Qualora si stabilisca di adottare una strategia della nonviolenza, questa decisione deve essere maturata attraverso lo studio, la discussione e l'analisi delle realtà, non solo come una questione di fede religiosa o un fatto accettato con entusiasmo dalle celebrità e dai leader mondiali per i quali la pace, il commercio con la Cina e il mantenimento dello status quo sono prioritari rispetto alla libertà del Tibet.

Ma torniamo a Gandhi. In ultima analisi il tipo di nonviolenza del Mahatma è di una efficacia molto superiore alla nostra, perché la sua dottrina predicava il sacrificio, il coraggio e soprattutto l'azione: caratteristiche decisamente assenti nel movimento nonviolento tibetano, se non si considera il coraggio eroico di alcuni isolati attivisti all'interno del Tibet.

L'attivismo nonviolento, invece, è divenuto per i membri e i leader del movimento in esilio soltanto sinonimo di conferenze, carriere e convenienza: il più rilevante esempio in questo senso è rappresentato dalla rinuncia alla meta principale dell'indipendenza per salvare "la cultura buddista in Tibet", un eufemismo per definire il potere della teocrazia.

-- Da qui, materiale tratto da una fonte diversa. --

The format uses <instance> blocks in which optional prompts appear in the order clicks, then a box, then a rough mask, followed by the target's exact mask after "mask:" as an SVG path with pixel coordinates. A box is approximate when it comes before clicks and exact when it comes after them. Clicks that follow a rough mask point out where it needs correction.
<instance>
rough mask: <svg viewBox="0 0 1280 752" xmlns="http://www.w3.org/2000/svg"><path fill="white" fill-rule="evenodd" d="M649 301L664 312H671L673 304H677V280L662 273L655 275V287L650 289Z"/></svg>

Occorre ricordare che Gandhi è stato soprattutto un esempio per tutti.

La genuina semplicità dello stile di vita del Mahatma, la sua prontezza nell'affrontare i manganelli della polizia e perfino la morte per sostenere le proprie convinzioni rappresentarono per i suoi seguaci un'ispirazione senza dubbio più forte delle parole e delle dottrine. Ad essere franchi, nei gruppi dei nostri leader non esistono un tale coraggio e una simile integrità. Ma il movimento tibetano Satyagraha sembra aver scoperto un'alternativa. In un documento in mio possesso, che sembra essere un manifesto del movimento, Samdhong Rimpoche dichiara di essere in grado di istillare nei suoi seguaci qualità necessarie come il coraggio, la tolleranza, la pazienza e la compassione mediante il metodo, incredibilmente vago seppur solenne, della "comprensione filosofica".

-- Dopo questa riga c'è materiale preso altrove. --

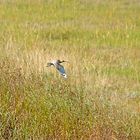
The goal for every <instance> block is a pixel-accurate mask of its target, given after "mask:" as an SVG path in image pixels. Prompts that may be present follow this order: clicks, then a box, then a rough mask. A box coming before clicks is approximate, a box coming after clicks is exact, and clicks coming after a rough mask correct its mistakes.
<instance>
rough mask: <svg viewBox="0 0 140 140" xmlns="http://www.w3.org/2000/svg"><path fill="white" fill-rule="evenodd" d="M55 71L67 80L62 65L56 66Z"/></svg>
mask: <svg viewBox="0 0 140 140" xmlns="http://www.w3.org/2000/svg"><path fill="white" fill-rule="evenodd" d="M56 69H57V70H58V71H59V72H60V74H61V75H62V76H64V77H65V78H67V76H66V73H65V69H64V67H63V66H62V65H58V67H56Z"/></svg>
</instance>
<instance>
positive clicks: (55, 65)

La mia conoscenza dei fatti di Dharamsala, fa supporre che ci attendono una serie di conferenze, seminari e corsi dal contenuto confuso e "rassicurante" (con cartelle bordate di seta e costose riviste a colori donate in ricordo a tutti i delegati), forse tutti sotto l'egida di qualche fondazione straniera di buone intenzioni, che metterà a disposizione entusiasmo e fondi piuttosto che dimostrare una comprensione dei veri pericoli spaventosi che assalgono la società tibetana.

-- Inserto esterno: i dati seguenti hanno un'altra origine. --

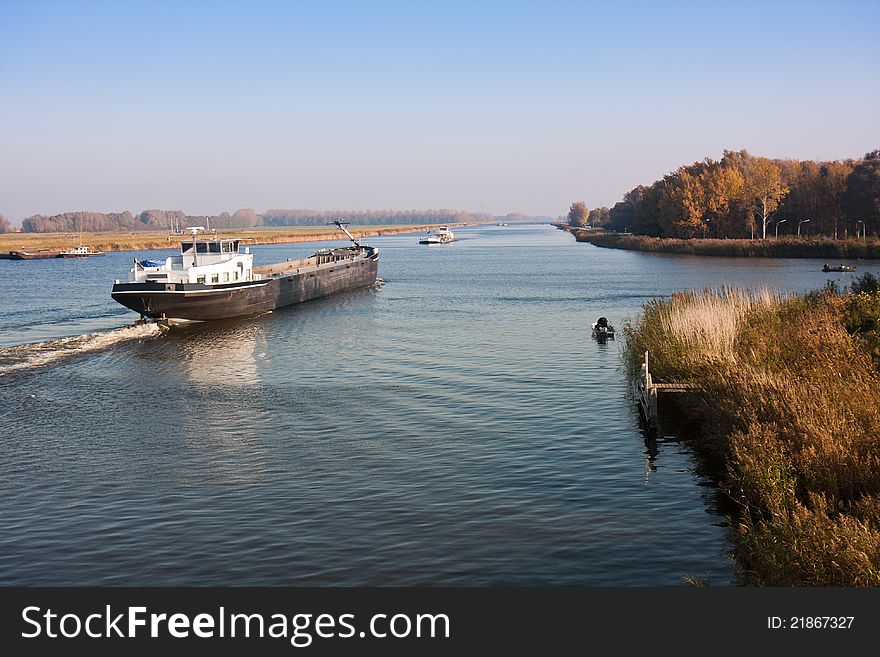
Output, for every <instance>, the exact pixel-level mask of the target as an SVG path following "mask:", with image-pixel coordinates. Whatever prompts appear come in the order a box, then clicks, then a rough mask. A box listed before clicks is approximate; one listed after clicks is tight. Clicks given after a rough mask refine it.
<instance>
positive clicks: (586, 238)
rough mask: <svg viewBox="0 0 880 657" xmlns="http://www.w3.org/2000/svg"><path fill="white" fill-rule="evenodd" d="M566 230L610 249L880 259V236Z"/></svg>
mask: <svg viewBox="0 0 880 657" xmlns="http://www.w3.org/2000/svg"><path fill="white" fill-rule="evenodd" d="M557 227H559V225H557ZM563 230H568V232H570V233H571V234H572V235H574V238H575V240H577V241H578V242H587V243H589V244H592V245H594V246H598V247H602V248H606V249H624V250H629V251H644V252H648V253H678V254H683V255H701V256H720V257H731V258H736V257H748V258H820V259H822V258H824V259H829V260H832V259H860V258H866V259H880V239H877V238H869V239H867V240H861V239H849V240H832V239H828V238H824V237H780V238H778V239H776V238H772V239H771V238H768V239H766V240H758V239H756V240H735V239H724V240H722V239H690V240H683V239H673V238H669V237H662V238H661V237H645V236H643V235H630V234H619V233H608V232H604V231H599V230H595V229H585V228H563Z"/></svg>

In Tibet esistono persone coraggiose che sfidano il potere cinese con coraggio degno di Gandhi. Il problema è se qualcuno di questi arditi attivisti sia nonviolento nel vero senso della parola.

Ho conversato a Dharamsala con numerosi nuovi arrivati e ho avuto l'impressione precisa che quasi tutti i dimostranti e gli attivisti del Tibet abbiano adottato metodi non violenti (entro certi limiti, poiché hanno lanciato pietre e bruciato una stazione di polizia) perché la loro posizione non rendeva possibile un'azione di tipo diverso. Qualora un'insurrezione violenta contro i cinesi fosse stata possibile, non avrebbero esitato a compierla.

Orville Schell, che ha intervistato segretamente una serie di attivisti all'interno del Tibet per realizzare il film Red Flag Over Tibet (Bandiera rossa sul Tibet) della Frontline, mi ha confidato che un importante lama tibetano da lui intervistato sosteneva la violenza come unica possibile arma contro i cinesi. E' cio' che sta iniziando a verificarsi, sebbene in misura ridotta. A giudicare dalle diverse bombe fatte saltare in Tibet negli ultimi anni, sembrerebbe che qualche tibetano testardo non apprezzi particolarmente la nostra dottrina ufficiale della nonviolenza. Se Gandhi fosse ancora vivo, è probabile che condannerebbe chi piazza le bombe ed applaudirebbe il movimento di pace degli esiliati. Ma di questo non sono sicuro.

Nel numero di Young India dell'11 agosto 1920 scrisse: "Credo fermamente che l'unica scelta suggeribile fra codardia e violenza sia la violenza. Preferirei vedere l'India riprendere le armi piuttosto che diventare una testimone impotente del suo stesso disonore".